7. Drive circuitry according to claim 4 , the MOSFET having a source, wherein the source is electrically connected to a pre-charge voltage.

8. Drive circuitry according to claim 7 , the MOSFET having a drain, wherein the drain of the MOSFET is electrically connected to the cathode of the OLED.

9. Drive circuitry according to claim 2 , wherein the third switching means comprises a first switch device suitable for coupling the cathode of the OLED to the ground, and a second switch device suitable for coupling the anode of the OLED to a voltage supply substantially corresponding to the normal operating voltage of the OLEO.

10. Drive circuitry according to claim 9 , wherein the first switch device and the second switch device are active switch devices.

11. Drive circuitry according to claim 10 , wherein the active switch devices are MOSFET transistors having suitable voltage and current ratings for pre-charging the at least one OLED.

12. Drive circuitry according to claim 2 , wherein the means for pre-charging the at least one OLED furthermore comprises a second current source coupled in parallel over the first current source.

13. Drive circuitry according to claim 12 , wherein the second current source is suitable for supplying a current between 50 and 800 mA.
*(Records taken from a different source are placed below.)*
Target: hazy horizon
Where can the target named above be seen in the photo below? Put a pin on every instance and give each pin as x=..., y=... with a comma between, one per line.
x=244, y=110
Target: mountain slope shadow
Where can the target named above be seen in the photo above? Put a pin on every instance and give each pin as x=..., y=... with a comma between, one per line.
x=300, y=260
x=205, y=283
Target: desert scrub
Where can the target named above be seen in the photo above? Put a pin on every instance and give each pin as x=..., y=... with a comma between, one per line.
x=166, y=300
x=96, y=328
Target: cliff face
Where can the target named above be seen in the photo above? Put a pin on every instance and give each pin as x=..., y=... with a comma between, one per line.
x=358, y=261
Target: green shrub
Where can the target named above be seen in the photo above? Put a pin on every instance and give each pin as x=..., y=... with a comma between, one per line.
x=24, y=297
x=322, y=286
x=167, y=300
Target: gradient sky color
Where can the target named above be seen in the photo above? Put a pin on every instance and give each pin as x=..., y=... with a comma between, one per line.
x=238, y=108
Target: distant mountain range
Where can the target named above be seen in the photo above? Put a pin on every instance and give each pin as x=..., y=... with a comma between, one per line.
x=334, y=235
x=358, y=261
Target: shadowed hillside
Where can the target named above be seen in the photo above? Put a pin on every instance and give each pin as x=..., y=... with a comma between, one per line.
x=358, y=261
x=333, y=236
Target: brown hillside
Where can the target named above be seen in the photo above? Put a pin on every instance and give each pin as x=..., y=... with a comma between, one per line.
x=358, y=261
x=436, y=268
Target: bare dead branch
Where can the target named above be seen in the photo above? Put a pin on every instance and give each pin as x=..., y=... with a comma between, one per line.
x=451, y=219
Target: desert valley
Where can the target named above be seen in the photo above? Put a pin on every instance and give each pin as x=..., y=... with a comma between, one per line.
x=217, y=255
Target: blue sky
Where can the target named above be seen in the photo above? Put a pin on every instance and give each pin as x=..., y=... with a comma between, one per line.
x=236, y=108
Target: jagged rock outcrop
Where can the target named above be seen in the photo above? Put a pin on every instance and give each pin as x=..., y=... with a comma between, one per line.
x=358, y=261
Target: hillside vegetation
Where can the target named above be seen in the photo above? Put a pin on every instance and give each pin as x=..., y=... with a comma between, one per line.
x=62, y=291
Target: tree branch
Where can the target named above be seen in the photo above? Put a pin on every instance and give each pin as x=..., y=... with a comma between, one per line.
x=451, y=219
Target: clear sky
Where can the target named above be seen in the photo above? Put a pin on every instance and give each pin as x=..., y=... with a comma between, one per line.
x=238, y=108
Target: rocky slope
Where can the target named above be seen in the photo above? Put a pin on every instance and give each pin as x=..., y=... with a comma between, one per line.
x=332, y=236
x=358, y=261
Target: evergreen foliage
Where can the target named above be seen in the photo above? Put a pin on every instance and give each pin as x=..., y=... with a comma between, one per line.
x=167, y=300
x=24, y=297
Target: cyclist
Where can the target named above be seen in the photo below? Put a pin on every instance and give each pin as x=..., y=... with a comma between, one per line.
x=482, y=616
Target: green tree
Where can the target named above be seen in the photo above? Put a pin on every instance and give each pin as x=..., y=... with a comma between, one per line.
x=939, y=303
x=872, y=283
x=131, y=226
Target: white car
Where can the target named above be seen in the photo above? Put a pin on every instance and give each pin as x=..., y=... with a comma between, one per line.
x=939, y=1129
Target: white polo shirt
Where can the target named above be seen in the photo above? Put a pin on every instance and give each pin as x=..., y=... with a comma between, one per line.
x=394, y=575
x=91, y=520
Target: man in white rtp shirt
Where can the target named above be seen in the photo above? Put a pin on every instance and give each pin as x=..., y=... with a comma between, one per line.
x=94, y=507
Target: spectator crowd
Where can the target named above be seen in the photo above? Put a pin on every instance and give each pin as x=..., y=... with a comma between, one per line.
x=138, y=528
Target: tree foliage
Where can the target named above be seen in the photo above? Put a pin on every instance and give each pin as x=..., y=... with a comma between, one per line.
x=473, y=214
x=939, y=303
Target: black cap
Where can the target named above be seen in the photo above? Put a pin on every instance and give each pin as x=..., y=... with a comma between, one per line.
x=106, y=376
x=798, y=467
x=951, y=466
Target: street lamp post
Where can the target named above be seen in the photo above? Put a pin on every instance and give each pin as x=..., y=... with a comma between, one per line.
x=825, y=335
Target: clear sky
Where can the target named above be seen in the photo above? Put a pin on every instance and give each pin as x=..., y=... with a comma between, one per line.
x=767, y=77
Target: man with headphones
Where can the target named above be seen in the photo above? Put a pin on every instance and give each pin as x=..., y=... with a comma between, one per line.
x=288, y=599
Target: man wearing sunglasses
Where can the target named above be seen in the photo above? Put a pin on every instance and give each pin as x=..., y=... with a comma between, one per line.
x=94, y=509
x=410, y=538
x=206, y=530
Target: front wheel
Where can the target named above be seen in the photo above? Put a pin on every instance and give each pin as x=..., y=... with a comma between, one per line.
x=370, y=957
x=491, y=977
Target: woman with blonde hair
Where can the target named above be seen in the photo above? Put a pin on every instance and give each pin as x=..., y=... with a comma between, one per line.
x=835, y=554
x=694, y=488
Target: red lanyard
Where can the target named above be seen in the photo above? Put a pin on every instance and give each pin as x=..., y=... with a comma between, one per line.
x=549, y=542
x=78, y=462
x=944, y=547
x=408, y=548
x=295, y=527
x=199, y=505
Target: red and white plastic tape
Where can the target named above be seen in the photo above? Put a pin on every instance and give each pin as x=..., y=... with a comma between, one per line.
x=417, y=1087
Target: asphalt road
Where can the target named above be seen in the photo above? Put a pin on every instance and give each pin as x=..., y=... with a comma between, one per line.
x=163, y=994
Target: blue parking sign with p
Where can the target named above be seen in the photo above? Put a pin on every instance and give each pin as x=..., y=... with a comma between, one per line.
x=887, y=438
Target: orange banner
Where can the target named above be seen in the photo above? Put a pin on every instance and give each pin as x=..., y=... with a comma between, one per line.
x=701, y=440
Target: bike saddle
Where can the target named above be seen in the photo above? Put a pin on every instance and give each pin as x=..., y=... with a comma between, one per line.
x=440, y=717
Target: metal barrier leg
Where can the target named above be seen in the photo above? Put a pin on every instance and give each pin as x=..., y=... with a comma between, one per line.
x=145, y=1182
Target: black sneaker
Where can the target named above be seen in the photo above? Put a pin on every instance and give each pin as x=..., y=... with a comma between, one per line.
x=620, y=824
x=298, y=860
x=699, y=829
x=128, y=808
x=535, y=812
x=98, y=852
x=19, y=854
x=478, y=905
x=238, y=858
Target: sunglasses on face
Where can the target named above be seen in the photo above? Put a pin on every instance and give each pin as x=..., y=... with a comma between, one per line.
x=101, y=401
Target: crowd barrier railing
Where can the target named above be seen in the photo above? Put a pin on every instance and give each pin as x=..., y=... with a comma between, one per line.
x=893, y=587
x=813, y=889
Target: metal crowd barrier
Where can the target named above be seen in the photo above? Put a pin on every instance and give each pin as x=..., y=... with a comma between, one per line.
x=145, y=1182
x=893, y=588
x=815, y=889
14. Drive circuitry according to claim 12 , wherein the second current source is substantially identical to the first current source.

15. Drive circuitry according to claim 12 , wherein the second current source is suitable for supplying a current between 2 and 4 times the current supplied by the first current source.

16. Drive circuitry according to claim 2 , wherein the first current source is a current source device capable of modifying its output current by selecting either one of a first or a second current reference.

17. An arrangement comprising: an array of OLEDs, each OLED having an anode common with other OLED's of the array and a cathode, and drive circuitry according to claim 1 .

18. A common anode, passive matrix, organic light-emitting diode (OLED) display comprising an array of OLEDs, each OLED having an anode and a cathode, the display comprising drive circuitry according to claim 1 .

19. A method for pre-charging an organic light emitting diode (OLED) of a common anode, passive matrix OLED display prior to a desired ON-time of the OLED, one cycle for the OLED consisting of a charge time of the OLED which starts with the voltage between the cathode and anode of the OLED being zero, charging the OLED to a strictly positive voltage level immediately prior to the desired ON-time, followed by maintaining the working voltage for the ON-time, followed by an OFF-time in which the cathode voltage returns to the voltage at the anode, after which the cycle is repeated, wherein the charging is done by applying a pre-charge voltage to the cathode of the OLED prior to the desired ON-time.

20. A method according to claim 19 , wherein the pre-charge voltage is substantially equal to a normal operating voltage of the OLED during ON-time.

21. A method for pre-charging according to claim 20 and where at low light output extra gray scales are obtained by selectively switching two current sources.